The language of [real closed fields](https://en.wikipedia.org/wiki/Real_closed_field) $\mathcal{L}_\text{rcf}$ is a first-order language with operators for $+$, $-$, and $\cdot$, constants for $0$ and $1$, and relations for $<$, $=$ and $>$.

To decide whether such a statement can be classically proven (in, say, ZFC) for the real numbers is easy: 

- Use [Cylindrical algebraic decomposition (CAD)](https://en.wikipedia.org/wiki/Cylindrical_algebraic_decomposition) to compute if it is true or not. 
- If yes, then it is classically provable. If not, then it is not classically provable.

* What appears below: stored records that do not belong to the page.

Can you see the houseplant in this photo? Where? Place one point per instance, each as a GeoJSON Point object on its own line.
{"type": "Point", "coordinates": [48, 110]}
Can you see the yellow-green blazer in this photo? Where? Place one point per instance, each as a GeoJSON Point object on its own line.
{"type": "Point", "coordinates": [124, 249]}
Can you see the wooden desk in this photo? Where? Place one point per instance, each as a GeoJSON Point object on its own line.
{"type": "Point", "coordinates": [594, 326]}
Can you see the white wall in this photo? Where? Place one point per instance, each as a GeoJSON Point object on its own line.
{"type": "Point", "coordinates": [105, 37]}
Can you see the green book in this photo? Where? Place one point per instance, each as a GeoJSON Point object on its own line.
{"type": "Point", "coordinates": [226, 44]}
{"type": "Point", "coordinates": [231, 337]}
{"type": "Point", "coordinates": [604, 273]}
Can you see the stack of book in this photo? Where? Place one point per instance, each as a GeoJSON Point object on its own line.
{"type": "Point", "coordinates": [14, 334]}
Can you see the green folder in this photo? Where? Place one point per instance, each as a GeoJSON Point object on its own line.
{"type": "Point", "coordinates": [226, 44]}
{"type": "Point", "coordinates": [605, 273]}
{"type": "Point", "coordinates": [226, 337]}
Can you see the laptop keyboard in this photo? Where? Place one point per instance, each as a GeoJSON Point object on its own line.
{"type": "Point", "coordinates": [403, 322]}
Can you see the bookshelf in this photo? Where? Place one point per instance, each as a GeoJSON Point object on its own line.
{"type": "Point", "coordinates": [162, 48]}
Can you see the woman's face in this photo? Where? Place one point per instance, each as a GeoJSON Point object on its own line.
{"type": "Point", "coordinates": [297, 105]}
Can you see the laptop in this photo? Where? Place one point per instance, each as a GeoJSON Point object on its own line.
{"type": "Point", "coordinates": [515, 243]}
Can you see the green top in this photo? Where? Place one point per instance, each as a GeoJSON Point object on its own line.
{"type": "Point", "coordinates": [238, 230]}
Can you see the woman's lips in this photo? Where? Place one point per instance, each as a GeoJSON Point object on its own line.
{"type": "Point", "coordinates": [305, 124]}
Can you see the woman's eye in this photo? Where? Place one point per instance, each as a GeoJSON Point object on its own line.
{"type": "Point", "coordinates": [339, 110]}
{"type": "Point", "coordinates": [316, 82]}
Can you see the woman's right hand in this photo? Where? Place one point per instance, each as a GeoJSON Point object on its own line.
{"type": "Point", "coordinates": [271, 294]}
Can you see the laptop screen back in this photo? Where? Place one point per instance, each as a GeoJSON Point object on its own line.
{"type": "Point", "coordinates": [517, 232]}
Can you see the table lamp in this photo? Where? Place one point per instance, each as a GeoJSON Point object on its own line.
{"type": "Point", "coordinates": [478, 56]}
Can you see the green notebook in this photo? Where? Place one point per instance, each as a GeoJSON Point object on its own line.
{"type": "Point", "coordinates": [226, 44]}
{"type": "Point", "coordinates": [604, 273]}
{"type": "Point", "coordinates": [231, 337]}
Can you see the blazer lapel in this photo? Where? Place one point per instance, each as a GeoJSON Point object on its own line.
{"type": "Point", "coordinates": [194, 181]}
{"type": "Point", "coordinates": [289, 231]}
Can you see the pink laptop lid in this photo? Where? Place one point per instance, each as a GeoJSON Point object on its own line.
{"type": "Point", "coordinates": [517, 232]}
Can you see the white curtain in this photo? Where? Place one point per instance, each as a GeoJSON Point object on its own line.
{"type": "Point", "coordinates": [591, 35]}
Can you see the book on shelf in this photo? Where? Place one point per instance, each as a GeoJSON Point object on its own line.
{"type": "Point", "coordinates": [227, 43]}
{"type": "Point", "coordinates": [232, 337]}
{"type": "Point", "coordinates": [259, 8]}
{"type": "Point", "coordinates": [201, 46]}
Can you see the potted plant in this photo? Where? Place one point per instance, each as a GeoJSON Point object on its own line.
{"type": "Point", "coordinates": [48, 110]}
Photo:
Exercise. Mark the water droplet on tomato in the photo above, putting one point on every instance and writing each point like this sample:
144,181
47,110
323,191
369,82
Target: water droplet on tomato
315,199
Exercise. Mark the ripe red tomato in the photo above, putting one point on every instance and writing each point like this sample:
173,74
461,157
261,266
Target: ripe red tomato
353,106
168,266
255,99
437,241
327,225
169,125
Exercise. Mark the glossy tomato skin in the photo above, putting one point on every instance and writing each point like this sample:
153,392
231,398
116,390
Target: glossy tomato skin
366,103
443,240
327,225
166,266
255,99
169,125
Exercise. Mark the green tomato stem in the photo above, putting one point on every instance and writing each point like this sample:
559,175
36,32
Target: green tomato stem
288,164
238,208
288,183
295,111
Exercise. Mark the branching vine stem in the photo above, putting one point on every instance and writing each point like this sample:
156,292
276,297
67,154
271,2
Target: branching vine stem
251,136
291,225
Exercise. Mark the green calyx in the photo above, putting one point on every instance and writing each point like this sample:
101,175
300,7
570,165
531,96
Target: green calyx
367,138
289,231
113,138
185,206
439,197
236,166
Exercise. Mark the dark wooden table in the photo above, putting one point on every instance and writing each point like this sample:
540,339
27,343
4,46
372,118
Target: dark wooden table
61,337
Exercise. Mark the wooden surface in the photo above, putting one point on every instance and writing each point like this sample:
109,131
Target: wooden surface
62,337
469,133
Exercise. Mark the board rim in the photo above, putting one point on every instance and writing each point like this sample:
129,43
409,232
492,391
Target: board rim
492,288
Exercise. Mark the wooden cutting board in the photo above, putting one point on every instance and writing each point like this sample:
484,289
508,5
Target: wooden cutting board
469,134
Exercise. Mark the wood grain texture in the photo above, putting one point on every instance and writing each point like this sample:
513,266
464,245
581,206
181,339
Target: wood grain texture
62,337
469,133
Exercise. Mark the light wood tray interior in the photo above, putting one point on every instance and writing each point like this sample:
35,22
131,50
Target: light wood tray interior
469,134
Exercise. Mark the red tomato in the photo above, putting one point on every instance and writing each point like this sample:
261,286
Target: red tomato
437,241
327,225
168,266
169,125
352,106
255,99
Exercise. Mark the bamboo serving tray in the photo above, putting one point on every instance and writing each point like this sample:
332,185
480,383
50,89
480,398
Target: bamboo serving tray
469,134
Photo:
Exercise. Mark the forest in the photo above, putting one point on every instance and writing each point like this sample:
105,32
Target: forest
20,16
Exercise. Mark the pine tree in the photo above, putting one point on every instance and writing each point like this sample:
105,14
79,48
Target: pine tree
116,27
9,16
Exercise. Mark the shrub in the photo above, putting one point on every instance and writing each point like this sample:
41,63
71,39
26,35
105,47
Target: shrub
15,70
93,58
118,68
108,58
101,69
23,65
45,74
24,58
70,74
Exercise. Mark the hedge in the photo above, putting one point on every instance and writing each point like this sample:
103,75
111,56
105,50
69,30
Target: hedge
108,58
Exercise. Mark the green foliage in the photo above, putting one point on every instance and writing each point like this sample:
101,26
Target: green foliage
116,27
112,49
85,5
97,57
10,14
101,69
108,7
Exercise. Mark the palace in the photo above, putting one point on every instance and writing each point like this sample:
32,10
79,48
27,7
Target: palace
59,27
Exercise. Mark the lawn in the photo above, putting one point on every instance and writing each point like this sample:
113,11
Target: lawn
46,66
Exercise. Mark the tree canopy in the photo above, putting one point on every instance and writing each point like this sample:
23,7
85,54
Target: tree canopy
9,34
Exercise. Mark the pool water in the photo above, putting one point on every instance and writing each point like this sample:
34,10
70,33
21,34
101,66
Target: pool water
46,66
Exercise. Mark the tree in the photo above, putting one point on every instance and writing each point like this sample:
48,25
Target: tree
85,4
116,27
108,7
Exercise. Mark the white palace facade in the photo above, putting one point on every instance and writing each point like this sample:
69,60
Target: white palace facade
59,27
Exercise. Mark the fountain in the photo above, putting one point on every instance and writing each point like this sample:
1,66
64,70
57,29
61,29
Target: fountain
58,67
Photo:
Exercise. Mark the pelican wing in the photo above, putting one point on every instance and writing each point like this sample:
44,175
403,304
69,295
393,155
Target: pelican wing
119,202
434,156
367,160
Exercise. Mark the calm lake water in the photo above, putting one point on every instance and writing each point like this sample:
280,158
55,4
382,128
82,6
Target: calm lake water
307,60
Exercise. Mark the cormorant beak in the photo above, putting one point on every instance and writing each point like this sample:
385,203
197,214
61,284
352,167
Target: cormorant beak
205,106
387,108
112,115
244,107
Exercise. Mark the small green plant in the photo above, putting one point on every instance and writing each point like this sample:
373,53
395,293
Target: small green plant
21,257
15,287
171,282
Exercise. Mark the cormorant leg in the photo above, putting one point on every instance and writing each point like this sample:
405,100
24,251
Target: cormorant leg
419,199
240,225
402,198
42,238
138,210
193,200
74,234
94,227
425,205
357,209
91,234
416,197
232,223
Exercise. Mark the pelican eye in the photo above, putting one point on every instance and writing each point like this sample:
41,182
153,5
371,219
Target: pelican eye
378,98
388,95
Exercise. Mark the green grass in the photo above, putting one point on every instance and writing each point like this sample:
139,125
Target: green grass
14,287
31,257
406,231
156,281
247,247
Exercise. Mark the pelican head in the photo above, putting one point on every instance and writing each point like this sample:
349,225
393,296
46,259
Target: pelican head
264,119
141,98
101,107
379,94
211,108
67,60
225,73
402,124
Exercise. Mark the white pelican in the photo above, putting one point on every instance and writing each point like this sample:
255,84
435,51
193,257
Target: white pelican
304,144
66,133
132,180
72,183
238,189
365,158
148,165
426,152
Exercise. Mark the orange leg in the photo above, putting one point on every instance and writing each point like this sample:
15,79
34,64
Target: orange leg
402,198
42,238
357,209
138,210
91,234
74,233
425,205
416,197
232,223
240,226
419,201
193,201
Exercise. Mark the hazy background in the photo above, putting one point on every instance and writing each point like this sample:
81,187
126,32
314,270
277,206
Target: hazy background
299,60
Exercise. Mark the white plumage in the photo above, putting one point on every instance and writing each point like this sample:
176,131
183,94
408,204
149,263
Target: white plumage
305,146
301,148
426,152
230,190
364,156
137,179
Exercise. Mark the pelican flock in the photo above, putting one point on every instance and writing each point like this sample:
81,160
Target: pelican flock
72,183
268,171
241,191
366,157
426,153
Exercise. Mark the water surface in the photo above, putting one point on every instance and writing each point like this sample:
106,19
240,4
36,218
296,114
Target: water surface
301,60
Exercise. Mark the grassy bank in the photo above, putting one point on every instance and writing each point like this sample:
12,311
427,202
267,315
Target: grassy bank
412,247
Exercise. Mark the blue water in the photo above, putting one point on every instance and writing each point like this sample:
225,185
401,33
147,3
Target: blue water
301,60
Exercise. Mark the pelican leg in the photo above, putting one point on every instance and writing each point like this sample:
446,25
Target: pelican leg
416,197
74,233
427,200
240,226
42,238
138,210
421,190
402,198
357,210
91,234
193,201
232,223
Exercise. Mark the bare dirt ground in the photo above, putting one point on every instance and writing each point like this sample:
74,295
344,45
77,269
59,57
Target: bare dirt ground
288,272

But now consider the problem of deciding whether such a statement is provable about the (Dedekind) reals in, say, [neutral constructive mathematics](https://ncatlab.org/nlab/show/neutral+constructive+mathematics). The above algorithm no longer works on the input $\forall x. \forall y. (x = y) \lor \lnot (x = y)$. The algorithm above will state that it is provable since CAD says it is true, but it is in fact not constructively provable since it is the [analytic WLPO](https://ncatlab.org/nlab/show/principle+of+omniscience#analytic), which is a constructive taboo. A correct algorithm would declare this statement to be *not provable*.

So my question is **does such an algorithm exist**?

I have a feeling though that this should still be computable. Constructive algebra is basically just "fuzzy" classical algebra.

Note though that for first-order *arithmetic*, the answer is no. A $\Sigma^0_1$ statement is provable iff it is true (whether considering classical or constructive proofs), and deciding this would let you solve the halting problem.